I recall what I have been told
about the presence of moths:
it could be my great-grandfather,
hailing from the afterlife of India, mysterious and quiet,
delivering a message; it could be my great-aunt who died
before I even met her (they say she went crazy,
after her husband left; “The woman ate her own hair,”
the would say). It is likely my grandmother,
who died last year from a disease that took root
thirteen years before any of her doctors even noticed it. An insect,
A moth:
I wonder if this is what we will be reduced to
when our bodies give in to passing, when
our bodies embrace what escapes age, when our skeletons
pack its belongings, takes all of flesh and countless sinews
out the door: leaves us
with no other option (not even the unreliability of heartbeats)
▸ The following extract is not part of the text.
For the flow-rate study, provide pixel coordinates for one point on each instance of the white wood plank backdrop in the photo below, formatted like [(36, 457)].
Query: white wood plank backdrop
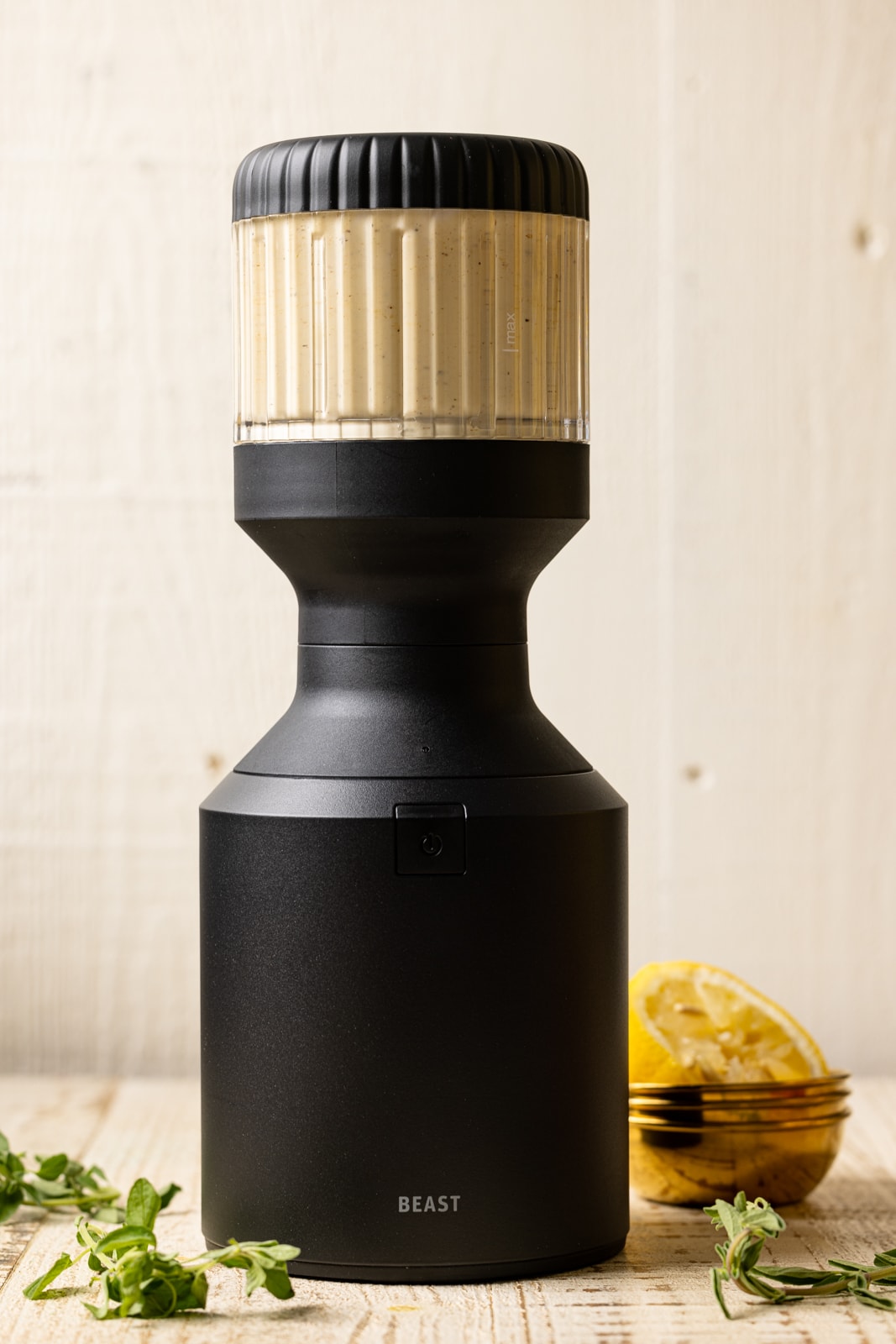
[(719, 642)]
than to stay behind and possess
the hapless body
of a moth who is but a bystander
already short on its own life,
just so we could return to our old homes
and idly plant our weightless bodies
on walls once familiar, position ourselves
on newly-polished floors- risk
being stepped upon
by our own children: suddenly much older,
bearing faces we never imagined them to have,
mourning us beyond what is necessary
or not at all.
Will we enter our houses disguised as strangers
just so we have the chance of speaking to our children
in a language marked by the insignificance
of thin, beating wings. Would we dare attempt
telling them everything we failed to say
when we had them so easily held in our arms?